The standard condition for the PV panels are 20°C temperature of the cells and 1000W/m² with an AM1.5 spectrum. That is the wavelengths if the light goes through 1.5 times the normal clean air. So this would be a clear sky day with the sum coming in at some 40° Angle.  So the winter conditions may be relatively close to the standard. The temperature  mainly effects the voltage and has little effect on the current. Here low temperature may actuall reduce the current a little (like a few percent - so still not relevant). Because of temperature even legit panels  don't get the nominal power very often (maybe on a sunny day in spring with some wind).

The current usually does no depend much on the voltage at the panel, as long as the voltage is well below the MPP or open circuit voltage. So the maybe 1 or 2 V drop at the cables and meter does not make a big change. The main point is the angle of incidence (can be calculated from the cosine) and the actual intensity. This can vary a bit with more or less mist and humidity in the air which effects the NIR part and is not directly visible to the eye. So the roof mounted PV panel could help has an indicator.

24% efficiency would be really high end. Possible but only at a price - more like premium grade for maybe a solar plane of solar racer.

Half the claimed current would be around 12% efficiency - more like the polycrstalline grade. It should be visible if the cells are mono or poly type.
One should still be very confident in the meter to measure the current - there are fake panels, but also broken DMMs.

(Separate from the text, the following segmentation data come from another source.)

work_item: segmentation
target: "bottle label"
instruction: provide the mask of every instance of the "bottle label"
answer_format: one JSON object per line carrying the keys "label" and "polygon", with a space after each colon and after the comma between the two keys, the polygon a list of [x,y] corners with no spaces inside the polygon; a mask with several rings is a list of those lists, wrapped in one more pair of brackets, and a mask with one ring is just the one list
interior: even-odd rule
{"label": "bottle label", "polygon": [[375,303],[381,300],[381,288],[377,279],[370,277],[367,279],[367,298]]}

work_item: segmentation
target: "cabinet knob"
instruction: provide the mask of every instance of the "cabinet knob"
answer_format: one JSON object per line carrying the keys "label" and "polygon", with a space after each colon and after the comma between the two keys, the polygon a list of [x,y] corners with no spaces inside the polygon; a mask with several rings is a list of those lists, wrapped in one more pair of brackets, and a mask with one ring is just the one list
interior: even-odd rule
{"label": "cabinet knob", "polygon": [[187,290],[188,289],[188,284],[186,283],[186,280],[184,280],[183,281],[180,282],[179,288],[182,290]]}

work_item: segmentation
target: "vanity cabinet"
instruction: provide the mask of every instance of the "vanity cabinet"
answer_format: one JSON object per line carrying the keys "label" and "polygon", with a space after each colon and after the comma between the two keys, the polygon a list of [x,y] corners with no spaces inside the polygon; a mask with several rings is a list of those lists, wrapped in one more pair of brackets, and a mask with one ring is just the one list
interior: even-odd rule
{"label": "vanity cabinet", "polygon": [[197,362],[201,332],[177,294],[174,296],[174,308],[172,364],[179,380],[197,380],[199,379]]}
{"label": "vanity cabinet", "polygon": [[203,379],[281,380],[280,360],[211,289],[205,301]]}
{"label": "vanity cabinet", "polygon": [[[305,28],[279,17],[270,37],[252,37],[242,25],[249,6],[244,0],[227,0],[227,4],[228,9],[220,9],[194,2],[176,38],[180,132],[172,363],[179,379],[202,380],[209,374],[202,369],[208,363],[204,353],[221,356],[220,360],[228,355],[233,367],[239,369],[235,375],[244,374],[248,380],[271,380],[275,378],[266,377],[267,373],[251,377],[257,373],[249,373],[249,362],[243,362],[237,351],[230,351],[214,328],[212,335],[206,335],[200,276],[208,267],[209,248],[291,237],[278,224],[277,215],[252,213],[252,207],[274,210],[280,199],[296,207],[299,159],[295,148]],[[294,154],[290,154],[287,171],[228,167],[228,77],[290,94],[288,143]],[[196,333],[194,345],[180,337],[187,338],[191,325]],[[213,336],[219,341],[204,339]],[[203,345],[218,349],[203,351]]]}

Lots of flexible or ”camping” power panels on ebay that have no way to produce the stated watts as they don’t even have enough surface area to produce the advertised watts.  No need for complicated measurements when 500x1000mm panel claims to output 300w 🧐

90% of the flexible panels from chinese junk sellers are suprisingly … junk with only 30% power. 

Forgot to mention that I have been looking for flexible panels also by myself and it seems like good one are lot more expensive than rigid rooftop panels. Not really suprise considering the production volumes.